Analysis: The strong competition of open lists and the undoing of politics by electoral machines

Analysis: The strong competition of open lists and the undoing of politics by

The leader of the Freedom Party, Ilir Meta, decided to run on the open lists of the opposition Alliance for a Greater Albania coalition, as did the leader of the Justice, Integration and Unity Party, Shpëtim Idrizi. Both are likely to either replace other popular opposition figures such as Jorida Tabaku or Ilir Alimehmeti, or be eliminated from the race.

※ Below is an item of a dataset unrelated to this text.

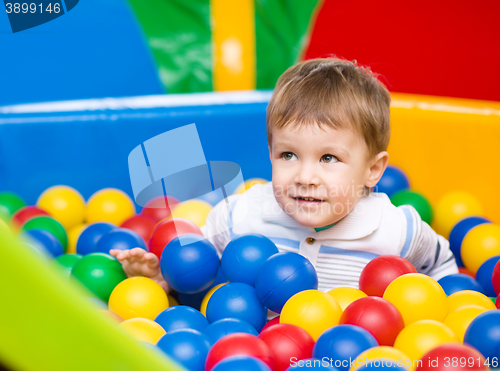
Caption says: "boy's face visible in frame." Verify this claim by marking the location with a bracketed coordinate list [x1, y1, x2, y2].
[270, 125, 380, 228]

This is the kind of competition that, theoretically, the opposition Democratic Party and the ruling Socialist Party agreed to make with the changes to the Electoral Code adopted by consensus between them last year. Theoretically, because both of these political forces are dominated by their respective mayors, and consequently, last year's agreement, like the 2008 agreement that brought about the closed list system, are widely considered to be Rama-Berisha or Berisha-Rama compromises and not as compromises between the two parties that the respective mayors have.

The formula of closed and open lists seems to have guaranteed Rama the energisation of his electoral machinery, by setting one machine at war with another, in a scheme that seems to know no legal limits and relies on the full use of public resources. But this formula, on the other hand, seems to have guaranteed Berisha equally complete control of his party, by controlling the appointment of deputies to closed lists.

While the counting is still ongoing and the result is not final, what is clear is that the socialist electoral machinery has functioned throughout the country with few exceptions, creating the most dominant supermajority the country has seen since 1997.

For its part, while the opposition is likely to receive its worst result since 1997, the vast majority of the mandates it is expected to win in all districts end up on closed lists.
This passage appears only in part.